In contrast, the transgenic lines showed higher Cd accumulation in the roots than did the wild-type plants when exposed to 0.5 or 5 μM Cd, although the difference was not significant for the T-2 and T-3 lines at 0.5 μM Cd (Fig. 2d). The enhanced Cd accumulation in the roots of the transgenic lines, caused by root-specific expression of OsHMA3, suggests that OsHMA3 functions in Cd sequestration into vacuoles for detoxification in tobacco plants. The root-to-shoot translocation efficiency of Cd, measured as the ratio of shoot Cd concentration to root Cd concentration, was significantly lower in the transgenic plants than in the wild-type plants under both Cd levels (Fig. 3). This finding is consistent with results regarding SaHMA3h overexpression in tobacco (Zhang et al. 2016b). These results suggest that root-specific expression of OsHMA3 in tobacco is involved in Cd translocation from roots to shoots. However, there was no significant difference in total Cd content between wild-type plants and the transgenic lines (Supplemental Fig. S1). It is possible that preferential capture of Cd by the root vacuoles of the transgenic plants decreased the root-to-shoot translocation of Cd (Ueno et al. 2010). Cd translocation via xylem loading is a key process in Cd accumulation in the aerial parts of plants (Clemens et al. 2002; Uraguchi et al. 2009). The significantly reduced Cd concentrations in the xylem sap of transgenic lines relative to the corresponding concentrations in wild-type plants further demonstrate that the root-specific expression of OsHMA3 reduced xylem loading of Cd in the tobacco plants.

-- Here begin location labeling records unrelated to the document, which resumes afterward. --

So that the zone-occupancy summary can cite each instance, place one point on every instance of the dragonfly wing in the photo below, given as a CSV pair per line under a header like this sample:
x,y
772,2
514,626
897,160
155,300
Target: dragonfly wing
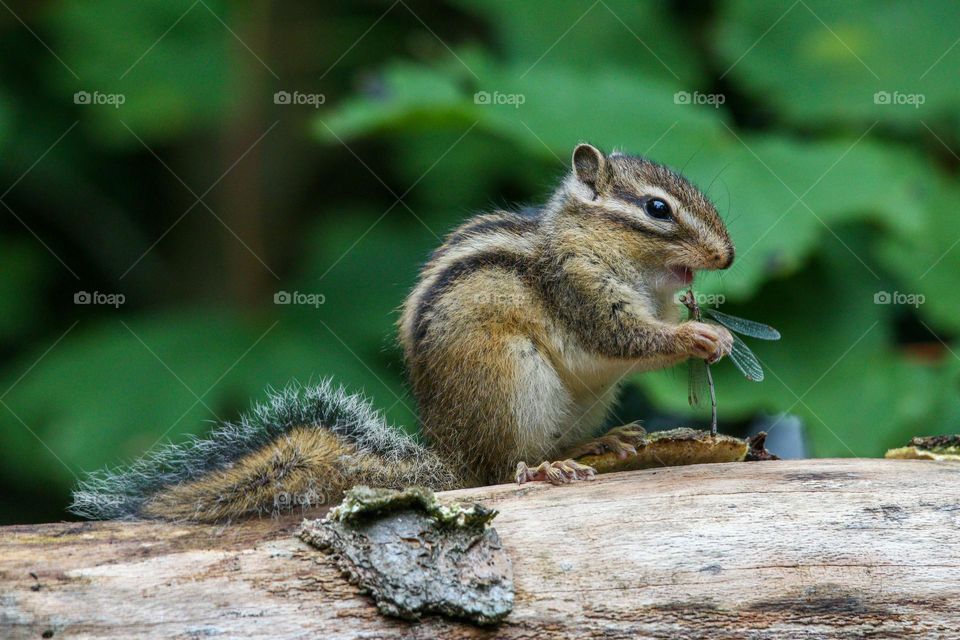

Many studies have demonstrated that oxidative stress is a primary effects of Cd exposure (Smeets et al. 2009; He et al. 2011; Gallego et al. 2012; Tamas et al. 2017; Ahmadi et al. 2018). In the present study, we used H2O2 levels as an indicator of oxidative stress. Decreased levels of H2O2 in the shoots were observed in the transgenic lines exposed to either 0.5 or 5 μM Cd (Fig. 5). A consequence of oxidative stress is ROS-induced lipid peroxidation of membranes, which can be indirectly measured by measuring the production of MDA (Mittler 2002). Consistent with the H2O2 contents in shoots, the MDA contents in shoots were significantly lower in the transgenic lines than in the wild-type plants (Fig. 5). These results are in accordance with the decreased Cd accumulation in the shoots of the transgenic lines, suggesting that the root-specific expression of OsHMA3 relieved the oxidative stress in the shoots of transgenic plants through reducing shoot Cd accumulation. Although root accumulation of Cd was higher in the transgenic lines than in the wild-type plants, no significant difference in H2O2 or MDA level in the roots was observed between the transgenic lines and wild-type plants (Fig. 5). This result may have been obtained because most of the accumulated Cd was stored in the vacuoles through the activity of OsHMA3, resulting in low oxidative stress to the root cells.

In conclusion, the results of the present study showed that the expression of OsHMA3 in tobacco roots driven by the root-specific NtREL1 promoter increased the vacuolar sequestration of Cd in the roots, resulting in reduced Cd loading into the xylem and decreasing Cd accumulation in leaves. This strategy may be useful for developing tobacco varieties with a reduced capacity to accumulate Cd in the shoots, potentially reducing the risk of Cd exposure for smoking people.